The same message was sent unmistakably by Virginia, a state that has been reliably part of the Republican presidential base. Republican gubernatorial candidate Jerry Kilgore ran a classic version of the last decade's "bring-out-the-base" campaign, promising to fight taxes, crack down on crime, curb abortions, impose the death penalty -- and, as an added fillip, get tough on illegal immigrants.
He got out the base, but lost heavily in the fast-growing suburbs to Lt. Gov.
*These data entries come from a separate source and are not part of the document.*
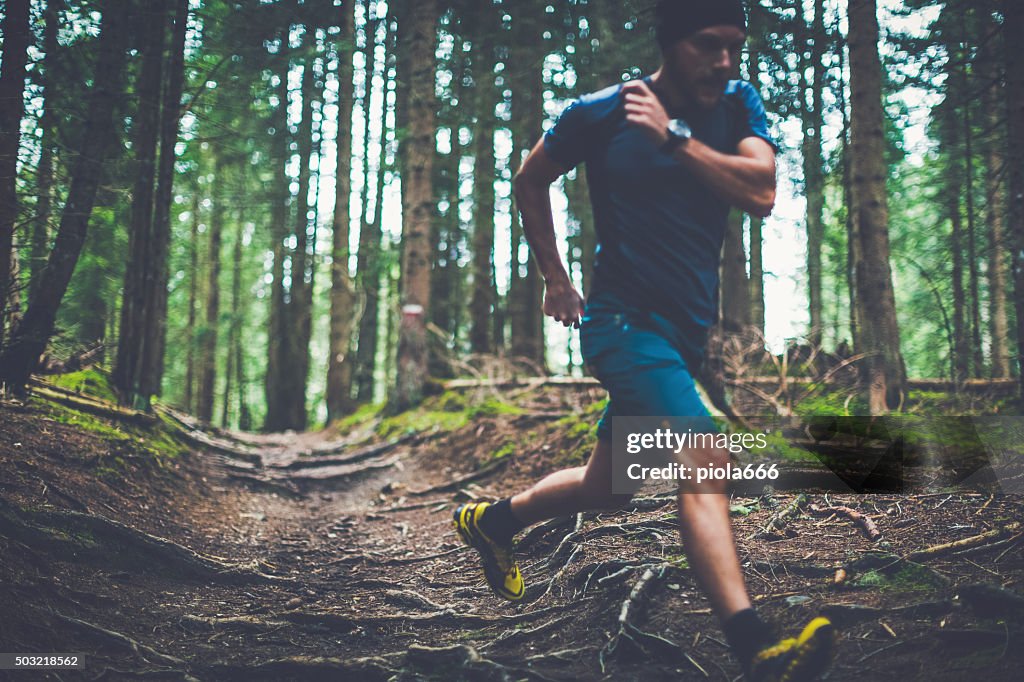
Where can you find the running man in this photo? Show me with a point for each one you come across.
(666, 158)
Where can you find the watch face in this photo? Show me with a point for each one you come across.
(679, 128)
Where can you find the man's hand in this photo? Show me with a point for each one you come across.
(563, 302)
(644, 111)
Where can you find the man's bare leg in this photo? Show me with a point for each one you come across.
(570, 491)
(704, 519)
(707, 534)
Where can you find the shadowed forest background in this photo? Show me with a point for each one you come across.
(229, 205)
(267, 316)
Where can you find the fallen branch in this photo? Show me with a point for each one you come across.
(200, 439)
(781, 518)
(138, 648)
(628, 611)
(91, 406)
(865, 523)
(80, 360)
(351, 458)
(973, 541)
(459, 482)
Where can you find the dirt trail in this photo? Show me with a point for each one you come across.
(332, 556)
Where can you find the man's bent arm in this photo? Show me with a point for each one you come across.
(745, 179)
(532, 185)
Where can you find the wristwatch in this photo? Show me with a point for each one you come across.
(679, 132)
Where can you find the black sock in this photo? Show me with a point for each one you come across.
(499, 521)
(747, 635)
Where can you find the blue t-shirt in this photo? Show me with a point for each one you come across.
(659, 229)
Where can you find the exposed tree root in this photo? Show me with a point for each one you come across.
(193, 433)
(630, 635)
(348, 623)
(258, 482)
(327, 460)
(91, 406)
(781, 518)
(334, 473)
(139, 649)
(866, 524)
(459, 482)
(307, 668)
(966, 543)
(114, 541)
(79, 360)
Tim Kaine, the Democrat who campaigned on support for schools and balanced growth.
Kaine was helped enormously by the fact that the current governor, Democrat Mark Warner, has steered Virginia from a fiscal mess to economic prosperity while working successfully to get his progressive education program and
other initiatives through a Republican legislature.
It was one more proof that the strength of the Democratic Party lies in its governorships -- a lesson that still has not dawned on many of the Washington-fixated consultants and contributors, who continue to delude themselves that their talk-shop congressional leaders should be the national symbols of the party.